War is a good story, Israeli journalist says in S.F.

Ron Ben-Yishai has been wounded in action twice — not as a soldier but as a journalist.

Both injuries occurred during the 18-month War of Attrition, which began in 1969 when Egyptian forces opened fire on Israeli soldiers stationed at the Suez Canal.

On one occasion, Ben-Yishai and Israeli troops landed in a helicopter near a Palestine Liberation Organization base in Jordan. Ben-Yishai was among those hit when fighters on the base opened fire.

Another time, Ben-Yishai took shrapnel in the arm as he ran along the rim of a trench in Syria with a television camera filming soldiers scrambling inside.

Currently a special-assignment correspondent for Yediot Achronot, Israel's largest-circulation Hebrew daily, Ben-Yishai long ago came to terms with the occupational hazards of covering war.

"I'm afraid all the time," admits the 55-year-old journalist, who came to San Francisco recently as part of the Anti-Defamation League's Middle East lecture series. "Being afraid is an instrument of staying alive. It is an instrument that allows me to come back and tell the story."

In addition to the War of Attrition and the 1973 Yom Kippur War, Ben-Yishai has covered, on location, conflicts such as the Persian Gulf War and battles in Afghanistan and Bosnia.

"I see myself as a storyteller mainly," the award-winning journalist said in an interview. "War is a good story."

Nowhere as in war, he contends, are human emotions and behavior laid so bare.

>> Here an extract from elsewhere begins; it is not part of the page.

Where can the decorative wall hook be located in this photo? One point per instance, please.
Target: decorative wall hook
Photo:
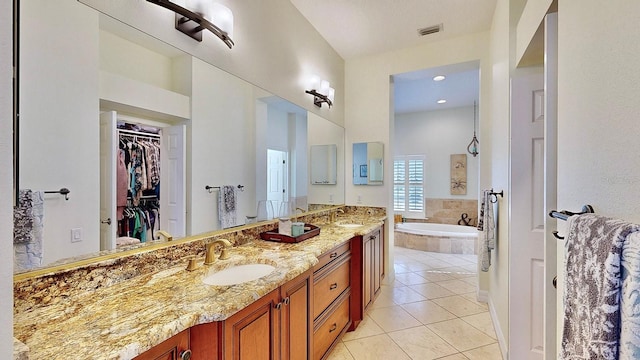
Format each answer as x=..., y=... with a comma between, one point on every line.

"War is an extreme situation in which human beings bring their human qualities to an extreme. That makes it so interesting," said Ben-Yishai, who is also a former Middle East correspondent for Time magazine.

As an Israel Defense Force veteran of both the War of Attrition and the 1967 Six-Day War, Ben-Yishai brings a rare, first-hand understanding to his battle coverage.

"One of the main difficulties of a battlefield is to recognize a situation and understand it: who is against whom, where and what is in danger," he said. "I get a picture quicker than other journalists who cover war."

But Ben-Yishai, a frequent media commentator on national and international security issues, has also covered peace.

Just in time to cover the historic Camp David Accords between Israel and Egypt, Ben-Yishai was named Washington correspondent for Yediot Achronot, eventually becoming the paper's Washington bureau chief.

Covering the Camp David process, from Egyptian President Anwar Sadat's visit to Israel in 1977 to the agreement's signing a year later, was a high point in his career.

He won the Israeli Newspaper Publishers' "Outstanding Journalist of the Year" award in 1989.

These days, Ben-Yishai often covers the Arab-Israeli peace process, but from the perspective of related violence.

"Sometimes I pity the people involved in violence," he said. "History will move on, but they will stay dead and crippled forever."

While visiting the United States, he has found people wanting easy answers to the mired quest for peace.

"I think it is important for people to understand the complexity of the situation," Ben-Yishai said. "You find yourself unable to give simple answers or to make predictions that will be sound or hold water two weeks from now."